I smacked the water with my fishing rod, brushing half-frozen tears off my cheeks. Winter had arrived, with more snow and ice than I had imagined. It seemed to be summer one day, and midwinter the next. I woke up to a frozen creek and a white garden. There was nothing for it; I had to walk to the main swamp. It was nearly dark, and I had caught one fish. Just as I smacked the water, I remembered Ron’s advice. It was too late today, but it wouldn’t happen to me again.
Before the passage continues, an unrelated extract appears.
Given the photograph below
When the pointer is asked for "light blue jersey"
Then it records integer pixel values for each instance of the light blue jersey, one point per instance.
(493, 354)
On my way home, I rang Ron. “You were right,” I sighed after we had chatted for a while. “I must admit, I forgot your advice, and spent the whole day catching nothing.” I pulled a face as he laughed and repeated the same advice a few times. “Yes, I know…no, it definitely won’t happen again,” I tried to laugh, proving I wasn’t that upset. He was kind about it and again, I wondered about his age.

“You are very good to help me out,” I started, making my voice slower and sweeter, “I appreciate you helping a girl like me,” I continued. I held my breath; was I going somewhere with this? He had a strange face, but that would simply be endearing after a while. He probably had a job, so wouldn’t be around much anyway. Time wasn’t on my side, for this first winter brought home that I would be limited in the number of winters I had ahead of me. And I had dreams. A tiny shudder went through me. “The cold,” I muttered and listened to Ron’s voice again.

“…sad you missed the party, although it wasn’t a large one,” I caught him saying. “A few friends came, but at my age, friends disappear rather quickly,” he chuckled. “I will have a few winters left, of course, it’s not as if Grim is lurking outside my house right now,” he said, as if I had suggested something that macabre. I swallowed and opened my mouth, but he continued, “I quite like the grey hair, I must admit although I can’t make up my mind to retire or not,” and my heart sank. I had missed the Ron boat. For a moment I considered dating him anyway. As he said, he had many winters left, but I shook my head at my phone. “Unwise,” I mouthed to myself.

That was that. I couldn’t bring myself to ring Ron again, and the long days before Christmas were the coldest days ever. I couldn’t afford decorations, although the day before Christmas I managed some garlands and mistletoe. With Ron out of the picture, I have no idea why I spent hard-earned money on mistletoe, but I didn’t want to give up on my dreams. I was doing my best to wait more patiently, trying to trust God with my days and weeks, rather than succumbing to the temptation of throwing myself at the first stranger I could think of. “I will get to use the mistletoe,” I whispered to myself, “I just need to wait, be patient, follow instructions from the Lord and be wise.” I was glad when January arrived and I could box up the mistletoe, my first Christmas where all blessings seemed to have passed me by.